Wegen Corona-Shutdown: Einbruch der Übernachtungszahlen im April

Tourismus im Sauerland lag im April brach. 98% weniger Gäste als sonst. Nur Geschäftsreisende durften übernachten.

Ein Wanderschilderbaum auf dem Kahlen Asten. Hier hat der Wanderer die Qual der Wahl.
© Radio Sauerland

Im April haben wegen des Corona-Shutdown nur noch 1800 Gäste im Sauerland übernachtet. Das sind fast 95 000 weniger als im April vor einem Jahr. Die Landesstatistiker haben heute die aktuellen Übernachtungszahlen veröffentlicht. Danach ist die Zahl der Gäste um 98 % eingebrochen. Übernachten durften nur Geschäftsreisende. Erst seit mitte Mai dürfen Hotels wieder Touristen empfangen.

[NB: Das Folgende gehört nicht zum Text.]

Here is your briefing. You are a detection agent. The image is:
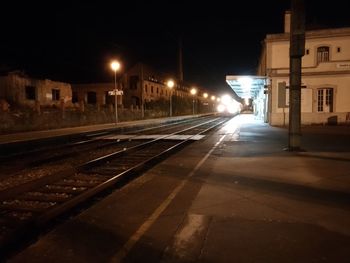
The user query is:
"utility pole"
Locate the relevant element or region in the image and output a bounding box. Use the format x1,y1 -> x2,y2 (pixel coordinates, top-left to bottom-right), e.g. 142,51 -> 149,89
178,36 -> 184,85
288,0 -> 305,151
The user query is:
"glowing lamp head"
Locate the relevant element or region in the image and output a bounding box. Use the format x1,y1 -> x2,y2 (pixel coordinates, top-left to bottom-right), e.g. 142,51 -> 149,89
166,79 -> 175,89
111,60 -> 120,72
190,88 -> 197,95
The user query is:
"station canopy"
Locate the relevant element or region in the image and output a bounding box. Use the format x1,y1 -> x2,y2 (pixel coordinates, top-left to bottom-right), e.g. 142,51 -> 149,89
226,75 -> 267,99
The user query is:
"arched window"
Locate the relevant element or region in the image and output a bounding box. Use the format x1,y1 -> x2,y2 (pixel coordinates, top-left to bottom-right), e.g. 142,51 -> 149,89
317,46 -> 329,63
317,88 -> 334,112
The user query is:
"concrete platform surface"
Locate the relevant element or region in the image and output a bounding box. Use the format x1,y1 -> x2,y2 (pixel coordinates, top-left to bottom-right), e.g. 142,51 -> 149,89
8,115 -> 350,263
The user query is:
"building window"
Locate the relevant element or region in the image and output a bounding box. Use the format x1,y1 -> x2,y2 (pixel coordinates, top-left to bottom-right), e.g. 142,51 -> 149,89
317,46 -> 329,63
87,91 -> 97,104
25,86 -> 36,100
129,75 -> 139,89
51,89 -> 60,100
317,88 -> 333,112
72,91 -> 78,103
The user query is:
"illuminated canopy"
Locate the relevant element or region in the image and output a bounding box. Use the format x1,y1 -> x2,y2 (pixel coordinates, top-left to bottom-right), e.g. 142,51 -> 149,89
226,75 -> 267,99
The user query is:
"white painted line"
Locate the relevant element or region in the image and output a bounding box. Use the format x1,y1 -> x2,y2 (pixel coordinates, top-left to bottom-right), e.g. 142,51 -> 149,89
110,134 -> 226,263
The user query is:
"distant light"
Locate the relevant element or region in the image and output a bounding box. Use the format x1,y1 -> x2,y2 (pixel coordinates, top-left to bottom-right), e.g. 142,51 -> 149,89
111,60 -> 120,71
191,88 -> 197,95
166,79 -> 175,89
221,94 -> 232,105
217,104 -> 226,112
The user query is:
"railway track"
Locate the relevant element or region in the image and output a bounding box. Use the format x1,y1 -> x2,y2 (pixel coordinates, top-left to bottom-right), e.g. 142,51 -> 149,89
0,117 -> 210,178
0,118 -> 227,252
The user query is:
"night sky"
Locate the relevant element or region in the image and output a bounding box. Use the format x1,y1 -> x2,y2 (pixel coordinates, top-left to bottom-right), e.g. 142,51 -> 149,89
0,0 -> 350,94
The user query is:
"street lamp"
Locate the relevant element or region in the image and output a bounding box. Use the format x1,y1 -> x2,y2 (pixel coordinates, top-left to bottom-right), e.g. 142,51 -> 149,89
191,88 -> 197,115
166,79 -> 175,117
111,60 -> 120,123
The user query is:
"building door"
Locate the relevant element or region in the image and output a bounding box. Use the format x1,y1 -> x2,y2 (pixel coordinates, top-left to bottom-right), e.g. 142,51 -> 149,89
317,88 -> 333,112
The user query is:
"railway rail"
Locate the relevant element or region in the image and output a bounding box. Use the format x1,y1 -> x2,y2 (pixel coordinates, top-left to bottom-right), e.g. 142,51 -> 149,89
0,118 -> 228,253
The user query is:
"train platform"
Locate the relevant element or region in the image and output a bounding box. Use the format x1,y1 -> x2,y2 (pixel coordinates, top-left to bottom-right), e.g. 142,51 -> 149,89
8,115 -> 350,263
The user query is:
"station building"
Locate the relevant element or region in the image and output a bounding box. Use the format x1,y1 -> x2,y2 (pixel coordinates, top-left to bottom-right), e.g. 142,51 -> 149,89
226,12 -> 350,126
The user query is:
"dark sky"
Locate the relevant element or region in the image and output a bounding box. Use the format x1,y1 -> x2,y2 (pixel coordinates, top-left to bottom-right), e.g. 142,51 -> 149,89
0,0 -> 350,94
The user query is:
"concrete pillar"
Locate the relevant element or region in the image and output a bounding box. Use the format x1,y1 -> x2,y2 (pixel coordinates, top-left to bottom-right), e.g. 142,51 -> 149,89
288,0 -> 305,151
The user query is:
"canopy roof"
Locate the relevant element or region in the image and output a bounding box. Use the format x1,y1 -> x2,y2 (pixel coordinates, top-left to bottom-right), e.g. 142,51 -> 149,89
226,75 -> 267,99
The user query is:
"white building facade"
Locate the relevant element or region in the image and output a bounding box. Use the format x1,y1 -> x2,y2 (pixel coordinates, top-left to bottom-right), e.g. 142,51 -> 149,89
257,13 -> 350,126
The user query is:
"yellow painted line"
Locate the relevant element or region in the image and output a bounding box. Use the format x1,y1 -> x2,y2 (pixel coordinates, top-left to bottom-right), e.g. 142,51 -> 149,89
110,134 -> 226,263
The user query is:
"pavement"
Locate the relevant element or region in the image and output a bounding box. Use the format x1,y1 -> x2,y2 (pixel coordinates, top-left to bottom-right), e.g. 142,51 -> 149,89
3,115 -> 350,262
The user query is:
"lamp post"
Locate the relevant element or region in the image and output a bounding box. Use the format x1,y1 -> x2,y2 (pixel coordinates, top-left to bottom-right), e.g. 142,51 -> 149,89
111,60 -> 120,123
191,88 -> 197,115
210,95 -> 216,112
166,79 -> 175,117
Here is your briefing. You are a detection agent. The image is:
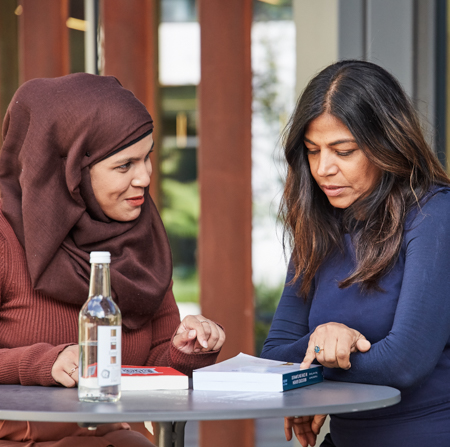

Corona-Pandemie sorgt für Einbruch in der Statistik

Die Zahlen sahen Anfang des Jahres noch sehr gut aus, so der Sauerlandtourismus. Im Januar und Februar lagen sie trotz des milden Winters auf Vorjahresniveau. Dann kam der Corona-Shutdown. Von Januar bis April kamen nur noch 270.000 Gästen ins Sauerland. Damit ist ihre Zahl um 38% gesunken im Vergleich zum gleichen Vorjahreszeitraum. Vergangenes Jahr waren es noch rund 437 000 gewesen. Die Tourismushochburgen Winterberg und Medebach hatten auch die heftigsten Einbrüche.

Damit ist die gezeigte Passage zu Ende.